Dalam sebuah hutan pinus, api dapat membakar dedaunan jatuh di tanah, namun tidak tanah di bawahnya. Karena tundra Artik memiliki tanah kaya karbon dan bergambut, tanah itu sendiri ikut terbakar, dan ketika api padam, sebagian tanah telah hilang. Lebih lagi, es yang rentan bukan hanya lebih terpaparkan, namun juga tertutupi tanah yang menghitam, yang menyerap lebih banyak panas matahari dan dapat mempercepat pelelehan.
Mack berharap temuannya akan membuka dialog antara bagaimana kebakaran tundra dikendalikan. Karena kebakaran sungai Anaktuvuk ada dalam daerah liar, ia tidak ditekan atau disimpan. Dengan data yang lebih baik pada pengaruh jangka panjang kebakaran global pada pemanasan iklim global, kata Mack, mengatasi kebakaran ini menjadi prioritas yang lebih penting.
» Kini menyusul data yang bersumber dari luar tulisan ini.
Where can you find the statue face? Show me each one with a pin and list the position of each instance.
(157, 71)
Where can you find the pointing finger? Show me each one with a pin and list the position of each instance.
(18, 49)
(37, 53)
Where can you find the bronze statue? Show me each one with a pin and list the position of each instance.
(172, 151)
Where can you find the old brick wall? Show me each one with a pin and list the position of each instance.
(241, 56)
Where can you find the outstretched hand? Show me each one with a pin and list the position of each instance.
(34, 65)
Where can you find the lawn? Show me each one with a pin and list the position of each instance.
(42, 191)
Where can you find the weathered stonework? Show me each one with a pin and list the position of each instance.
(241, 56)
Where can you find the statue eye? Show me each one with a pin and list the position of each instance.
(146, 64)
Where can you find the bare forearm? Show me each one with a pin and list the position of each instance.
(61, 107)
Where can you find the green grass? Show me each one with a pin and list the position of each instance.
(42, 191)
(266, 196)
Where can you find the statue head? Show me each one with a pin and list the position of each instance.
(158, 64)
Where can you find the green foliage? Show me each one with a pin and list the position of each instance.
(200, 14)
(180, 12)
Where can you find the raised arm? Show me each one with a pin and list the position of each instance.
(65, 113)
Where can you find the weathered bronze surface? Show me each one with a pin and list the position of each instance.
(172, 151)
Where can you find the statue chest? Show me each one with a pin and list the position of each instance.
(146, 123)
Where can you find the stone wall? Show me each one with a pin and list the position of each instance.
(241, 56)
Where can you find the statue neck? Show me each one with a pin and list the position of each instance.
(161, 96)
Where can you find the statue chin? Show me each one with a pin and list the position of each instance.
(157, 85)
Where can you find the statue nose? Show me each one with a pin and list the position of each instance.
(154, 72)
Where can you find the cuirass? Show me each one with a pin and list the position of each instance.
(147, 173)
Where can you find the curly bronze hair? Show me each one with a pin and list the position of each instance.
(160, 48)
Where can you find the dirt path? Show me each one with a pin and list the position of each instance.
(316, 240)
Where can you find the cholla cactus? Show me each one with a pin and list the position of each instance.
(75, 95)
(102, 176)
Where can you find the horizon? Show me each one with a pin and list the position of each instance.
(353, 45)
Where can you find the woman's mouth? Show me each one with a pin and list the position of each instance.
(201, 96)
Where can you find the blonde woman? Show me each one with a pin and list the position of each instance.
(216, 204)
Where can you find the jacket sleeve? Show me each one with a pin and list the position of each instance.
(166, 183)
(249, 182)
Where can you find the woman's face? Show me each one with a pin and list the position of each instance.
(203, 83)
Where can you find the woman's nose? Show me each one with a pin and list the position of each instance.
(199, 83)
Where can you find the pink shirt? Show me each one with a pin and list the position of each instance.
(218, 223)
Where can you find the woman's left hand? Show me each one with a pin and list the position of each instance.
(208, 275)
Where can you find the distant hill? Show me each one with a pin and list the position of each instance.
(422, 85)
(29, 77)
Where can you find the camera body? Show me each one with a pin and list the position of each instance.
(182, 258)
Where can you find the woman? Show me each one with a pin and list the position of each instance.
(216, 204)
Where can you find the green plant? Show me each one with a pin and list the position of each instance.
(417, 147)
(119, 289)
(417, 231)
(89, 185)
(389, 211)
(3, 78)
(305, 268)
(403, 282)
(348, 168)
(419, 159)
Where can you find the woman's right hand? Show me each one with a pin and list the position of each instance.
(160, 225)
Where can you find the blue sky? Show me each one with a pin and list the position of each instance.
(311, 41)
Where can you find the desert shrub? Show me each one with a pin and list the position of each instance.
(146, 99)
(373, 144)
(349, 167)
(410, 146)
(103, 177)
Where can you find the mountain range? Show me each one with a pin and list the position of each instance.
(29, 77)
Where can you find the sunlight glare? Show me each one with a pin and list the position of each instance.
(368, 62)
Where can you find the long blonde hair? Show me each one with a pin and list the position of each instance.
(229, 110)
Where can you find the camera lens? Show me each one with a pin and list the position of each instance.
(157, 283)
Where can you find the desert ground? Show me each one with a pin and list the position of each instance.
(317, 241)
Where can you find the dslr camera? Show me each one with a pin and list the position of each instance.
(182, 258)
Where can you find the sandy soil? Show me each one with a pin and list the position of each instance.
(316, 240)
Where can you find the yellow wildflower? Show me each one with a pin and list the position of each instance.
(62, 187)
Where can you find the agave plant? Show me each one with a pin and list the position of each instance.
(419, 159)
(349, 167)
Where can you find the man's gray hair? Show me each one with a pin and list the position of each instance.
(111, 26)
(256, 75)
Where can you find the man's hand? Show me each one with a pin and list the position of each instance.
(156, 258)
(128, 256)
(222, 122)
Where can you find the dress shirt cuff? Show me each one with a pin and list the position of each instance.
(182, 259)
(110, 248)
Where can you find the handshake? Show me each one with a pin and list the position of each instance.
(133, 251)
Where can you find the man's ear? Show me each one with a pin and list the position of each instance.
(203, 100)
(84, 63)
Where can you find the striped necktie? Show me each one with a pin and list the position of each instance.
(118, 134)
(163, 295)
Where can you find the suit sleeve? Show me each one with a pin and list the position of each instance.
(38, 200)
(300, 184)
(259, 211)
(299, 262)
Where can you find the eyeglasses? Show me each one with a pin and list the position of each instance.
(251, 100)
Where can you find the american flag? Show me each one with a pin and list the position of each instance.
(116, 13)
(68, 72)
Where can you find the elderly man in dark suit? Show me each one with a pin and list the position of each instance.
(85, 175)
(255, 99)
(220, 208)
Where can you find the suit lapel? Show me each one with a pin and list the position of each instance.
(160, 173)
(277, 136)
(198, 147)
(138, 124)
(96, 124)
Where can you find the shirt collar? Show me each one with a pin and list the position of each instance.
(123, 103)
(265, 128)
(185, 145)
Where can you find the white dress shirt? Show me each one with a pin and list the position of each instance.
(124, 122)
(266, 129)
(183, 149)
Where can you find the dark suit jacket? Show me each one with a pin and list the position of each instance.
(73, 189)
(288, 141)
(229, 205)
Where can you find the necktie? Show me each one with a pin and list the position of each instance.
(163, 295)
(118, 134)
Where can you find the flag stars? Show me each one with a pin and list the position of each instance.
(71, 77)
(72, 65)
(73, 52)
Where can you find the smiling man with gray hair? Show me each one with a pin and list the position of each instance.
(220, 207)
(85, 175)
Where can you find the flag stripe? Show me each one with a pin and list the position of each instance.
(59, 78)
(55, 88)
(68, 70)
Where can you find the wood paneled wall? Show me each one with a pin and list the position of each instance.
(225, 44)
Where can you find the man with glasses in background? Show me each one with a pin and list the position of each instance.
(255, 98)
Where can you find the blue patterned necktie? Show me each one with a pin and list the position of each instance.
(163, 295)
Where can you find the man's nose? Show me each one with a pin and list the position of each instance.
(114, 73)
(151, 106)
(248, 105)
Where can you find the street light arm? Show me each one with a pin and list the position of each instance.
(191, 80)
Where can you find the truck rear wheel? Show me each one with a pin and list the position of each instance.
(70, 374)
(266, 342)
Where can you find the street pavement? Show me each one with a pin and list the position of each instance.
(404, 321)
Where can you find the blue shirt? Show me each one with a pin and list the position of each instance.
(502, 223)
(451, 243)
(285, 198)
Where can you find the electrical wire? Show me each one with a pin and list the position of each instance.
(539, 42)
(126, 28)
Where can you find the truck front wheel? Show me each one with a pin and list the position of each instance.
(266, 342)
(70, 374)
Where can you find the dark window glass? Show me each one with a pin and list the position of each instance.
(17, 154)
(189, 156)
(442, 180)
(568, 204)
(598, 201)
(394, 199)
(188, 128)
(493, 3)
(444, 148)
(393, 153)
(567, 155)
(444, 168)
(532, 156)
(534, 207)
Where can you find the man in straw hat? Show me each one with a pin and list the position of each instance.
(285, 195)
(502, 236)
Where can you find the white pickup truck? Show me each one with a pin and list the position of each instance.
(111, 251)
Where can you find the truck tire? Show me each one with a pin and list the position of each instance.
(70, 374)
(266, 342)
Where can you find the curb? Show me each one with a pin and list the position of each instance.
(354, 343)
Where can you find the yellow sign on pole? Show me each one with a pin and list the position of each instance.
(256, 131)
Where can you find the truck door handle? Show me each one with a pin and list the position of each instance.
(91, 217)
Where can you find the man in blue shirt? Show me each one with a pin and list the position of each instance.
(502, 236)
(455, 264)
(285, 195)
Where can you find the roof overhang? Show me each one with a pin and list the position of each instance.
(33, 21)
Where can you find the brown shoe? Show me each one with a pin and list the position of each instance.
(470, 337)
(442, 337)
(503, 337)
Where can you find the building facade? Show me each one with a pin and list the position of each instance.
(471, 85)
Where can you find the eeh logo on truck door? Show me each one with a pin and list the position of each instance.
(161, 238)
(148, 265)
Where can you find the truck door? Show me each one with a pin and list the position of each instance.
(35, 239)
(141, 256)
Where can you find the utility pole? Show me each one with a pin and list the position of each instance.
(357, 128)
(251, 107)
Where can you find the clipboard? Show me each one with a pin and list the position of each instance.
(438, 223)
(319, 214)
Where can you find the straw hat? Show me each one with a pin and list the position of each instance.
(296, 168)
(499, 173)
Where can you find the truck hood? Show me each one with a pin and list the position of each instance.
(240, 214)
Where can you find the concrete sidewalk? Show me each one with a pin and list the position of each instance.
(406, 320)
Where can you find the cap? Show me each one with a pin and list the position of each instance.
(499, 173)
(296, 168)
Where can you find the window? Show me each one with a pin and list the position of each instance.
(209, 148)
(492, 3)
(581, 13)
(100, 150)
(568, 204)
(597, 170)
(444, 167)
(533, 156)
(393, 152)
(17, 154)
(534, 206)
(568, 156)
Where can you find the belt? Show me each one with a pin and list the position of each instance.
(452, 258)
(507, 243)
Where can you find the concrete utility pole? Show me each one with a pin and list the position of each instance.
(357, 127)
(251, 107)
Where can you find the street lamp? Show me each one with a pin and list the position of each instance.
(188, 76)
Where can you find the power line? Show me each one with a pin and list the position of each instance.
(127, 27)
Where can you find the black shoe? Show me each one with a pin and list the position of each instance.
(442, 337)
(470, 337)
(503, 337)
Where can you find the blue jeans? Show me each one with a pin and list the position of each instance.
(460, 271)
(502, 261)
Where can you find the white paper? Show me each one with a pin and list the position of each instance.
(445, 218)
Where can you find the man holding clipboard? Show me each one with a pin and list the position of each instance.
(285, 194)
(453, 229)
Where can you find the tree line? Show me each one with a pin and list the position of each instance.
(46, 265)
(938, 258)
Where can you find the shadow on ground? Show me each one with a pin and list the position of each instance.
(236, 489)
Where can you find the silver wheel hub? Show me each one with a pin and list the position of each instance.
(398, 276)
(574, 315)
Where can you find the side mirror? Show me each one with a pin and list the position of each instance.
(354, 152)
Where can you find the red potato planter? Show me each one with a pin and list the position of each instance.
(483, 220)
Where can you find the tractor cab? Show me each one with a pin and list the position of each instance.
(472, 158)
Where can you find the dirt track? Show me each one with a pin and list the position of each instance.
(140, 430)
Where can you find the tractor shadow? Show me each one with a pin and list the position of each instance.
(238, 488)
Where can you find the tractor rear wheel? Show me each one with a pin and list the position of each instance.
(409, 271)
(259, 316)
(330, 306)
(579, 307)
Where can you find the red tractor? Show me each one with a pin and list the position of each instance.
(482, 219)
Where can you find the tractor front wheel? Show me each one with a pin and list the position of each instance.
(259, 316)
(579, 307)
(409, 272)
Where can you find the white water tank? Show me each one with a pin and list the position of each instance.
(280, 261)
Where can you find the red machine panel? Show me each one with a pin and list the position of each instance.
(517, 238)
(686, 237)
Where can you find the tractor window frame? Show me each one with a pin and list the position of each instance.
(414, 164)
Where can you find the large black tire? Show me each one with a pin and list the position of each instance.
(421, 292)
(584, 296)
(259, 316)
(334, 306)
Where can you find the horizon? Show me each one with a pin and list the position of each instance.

“Kebakaran ini adalah panggilan nyaring agar kita semua terbangun, dan ia dapat terjadi lagi, bukan hanya di Alaska, namun juga di bagian lain Artik, seperti Kanada dan Russia,” kata Mack. “Menghentikan kebakaran di alam liar itu mahal, namun bagaimana bila kebakaran tersebut menyebabkan es meleleh? Kita perlu membahasnya.”